The regulatory landscape remains fragmented, particularly outside Europe. In the United States, privacy protections for personal data collected by or shared with LLM developers are complicated by a patchwork of state-level laws and a lack of federal regulation. This absence of coherent federal standards has created an environment where companies set their own rules with minimal oversight.

Researchers have proposed concrete reforms. Policymakers and developers should address data privacy challenges posed by LLM-powered chatbots through comprehensive federal privacy regulation, affirmative opt-in for model training, and filtering personal information from chat inputs by default. These are not radical proposals. They represent standard data-protection principles that would place the burden on companies rather than individuals to justify data use.

Practical Protections Exist, But Are Fragmented

If you choose to use chatbots, several practical steps can reduce exposure. Navigate to Settings, then Data Controls, then "Improve Model for Everyone," and toggle the setting to "Off" to exclude your data from future training cycles. For especially sensitive tasks, OpenAI offers temporary chats that are not used for training the model. Enterprise and business subscriptions typically offer stronger protections, including data isolation.

However, these controls place responsibility entirely on the user to remember settings and modify defaults. Nothing on the internet can be 100 percent secure or private. The risk is not merely hypothetical; organisations using general-purpose chatbots for business purposes face significant exposure. Concentric AI found that GenAI tools such as Microsoft Copilot exposed around three million sensitive records per organisation during the first half of 2025.

The Broader Calculus

The strategic calculus here involves several competing considerations. AI developers argue that training data is essential for improving their models and that de-identification reduces privacy risks. But the evidence suggests de-identification is incomplete. Scrubbing personal data from a dataset of this size is a statistical impossibility; when data is fed into a vector database, it doesn't just store the text but stores the relationships between words, and if you paste proprietary code, the model learns the logic of how that code works, and you can't strip the new problem-solving patterns the AI has already learned.

From the perspective of individual liberty and fiscal responsibility, the current arrangement is problematic.
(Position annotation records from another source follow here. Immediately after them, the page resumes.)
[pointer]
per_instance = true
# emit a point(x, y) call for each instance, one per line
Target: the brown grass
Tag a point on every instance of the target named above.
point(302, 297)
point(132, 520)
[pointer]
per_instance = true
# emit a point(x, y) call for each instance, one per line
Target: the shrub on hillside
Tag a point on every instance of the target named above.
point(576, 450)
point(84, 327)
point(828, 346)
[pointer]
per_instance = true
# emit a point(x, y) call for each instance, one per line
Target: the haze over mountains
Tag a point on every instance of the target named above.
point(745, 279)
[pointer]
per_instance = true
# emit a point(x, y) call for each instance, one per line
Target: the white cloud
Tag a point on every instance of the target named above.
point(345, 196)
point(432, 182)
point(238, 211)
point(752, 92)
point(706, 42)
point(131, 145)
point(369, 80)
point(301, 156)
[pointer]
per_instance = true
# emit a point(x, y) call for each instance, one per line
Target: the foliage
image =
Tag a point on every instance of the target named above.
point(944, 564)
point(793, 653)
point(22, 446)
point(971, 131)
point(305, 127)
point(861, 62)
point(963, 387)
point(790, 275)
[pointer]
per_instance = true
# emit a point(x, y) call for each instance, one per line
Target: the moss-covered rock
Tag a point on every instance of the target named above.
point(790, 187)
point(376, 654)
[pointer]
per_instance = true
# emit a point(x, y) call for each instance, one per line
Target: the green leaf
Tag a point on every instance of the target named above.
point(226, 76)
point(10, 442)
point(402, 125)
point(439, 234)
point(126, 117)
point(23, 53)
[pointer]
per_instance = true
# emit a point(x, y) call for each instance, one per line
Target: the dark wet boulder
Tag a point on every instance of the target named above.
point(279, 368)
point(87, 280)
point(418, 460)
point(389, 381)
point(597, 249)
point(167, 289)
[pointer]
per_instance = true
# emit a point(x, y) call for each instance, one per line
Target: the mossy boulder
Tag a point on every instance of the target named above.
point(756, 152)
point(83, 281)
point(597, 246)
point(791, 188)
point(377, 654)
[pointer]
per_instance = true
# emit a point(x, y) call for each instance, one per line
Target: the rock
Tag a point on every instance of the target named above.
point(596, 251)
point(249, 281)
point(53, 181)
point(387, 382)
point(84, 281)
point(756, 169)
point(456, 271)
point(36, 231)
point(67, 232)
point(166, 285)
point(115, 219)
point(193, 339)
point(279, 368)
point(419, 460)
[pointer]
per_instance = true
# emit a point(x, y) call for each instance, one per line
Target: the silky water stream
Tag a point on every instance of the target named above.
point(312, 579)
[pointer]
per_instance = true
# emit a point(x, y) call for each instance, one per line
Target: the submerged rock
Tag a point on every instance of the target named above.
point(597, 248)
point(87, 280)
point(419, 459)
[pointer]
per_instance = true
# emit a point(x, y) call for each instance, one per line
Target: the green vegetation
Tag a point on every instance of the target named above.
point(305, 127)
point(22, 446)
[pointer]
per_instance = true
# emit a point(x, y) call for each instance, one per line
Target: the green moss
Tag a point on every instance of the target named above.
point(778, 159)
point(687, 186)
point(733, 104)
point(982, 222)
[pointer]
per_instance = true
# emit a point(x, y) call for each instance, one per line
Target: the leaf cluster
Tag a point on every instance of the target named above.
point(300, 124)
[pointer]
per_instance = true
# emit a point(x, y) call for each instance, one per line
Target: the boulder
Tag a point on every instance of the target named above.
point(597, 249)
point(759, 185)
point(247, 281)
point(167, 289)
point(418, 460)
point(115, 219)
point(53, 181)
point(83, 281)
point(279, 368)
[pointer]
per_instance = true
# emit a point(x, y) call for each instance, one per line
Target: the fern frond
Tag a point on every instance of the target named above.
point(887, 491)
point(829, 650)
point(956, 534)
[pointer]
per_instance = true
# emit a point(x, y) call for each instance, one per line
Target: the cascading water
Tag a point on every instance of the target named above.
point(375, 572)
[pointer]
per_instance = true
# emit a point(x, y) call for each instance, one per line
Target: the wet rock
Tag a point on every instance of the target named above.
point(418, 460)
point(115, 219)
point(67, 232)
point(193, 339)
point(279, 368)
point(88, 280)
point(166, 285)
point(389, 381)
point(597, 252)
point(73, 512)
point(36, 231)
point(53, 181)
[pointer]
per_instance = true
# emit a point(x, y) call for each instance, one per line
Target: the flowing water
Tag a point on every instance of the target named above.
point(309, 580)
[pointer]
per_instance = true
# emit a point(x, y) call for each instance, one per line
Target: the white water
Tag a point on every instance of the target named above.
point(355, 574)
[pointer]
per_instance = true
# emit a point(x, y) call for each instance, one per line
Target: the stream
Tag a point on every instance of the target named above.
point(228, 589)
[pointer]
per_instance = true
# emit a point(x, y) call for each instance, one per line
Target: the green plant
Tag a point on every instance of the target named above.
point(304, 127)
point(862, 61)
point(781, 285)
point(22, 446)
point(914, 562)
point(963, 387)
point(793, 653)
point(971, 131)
Users are not compensated for data use, they lack meaningful control over collection practices, and companies operate under rules of their own making. From the perspective of institutional accountability, the lack of federal privacy standards creates a regulatory vacuum where corporate interests determine the rules.

What is often overlooked in the public discourse is that this arrangement is not inevitable. Jurisdictions such as the European Union have established clearer standards through the General Data Protection Regulation. The United States could establish similar protections. The question is whether policymakers will act before the accumulation of biometric, financial, and health information in AI systems becomes irreversible.

Until such standards are established, users who value privacy should approach casual chatbot conversations with the assumption that nothing is confidential. Your secrets are becoming training data. The choice to prevent that requires navigating settings most users never discover.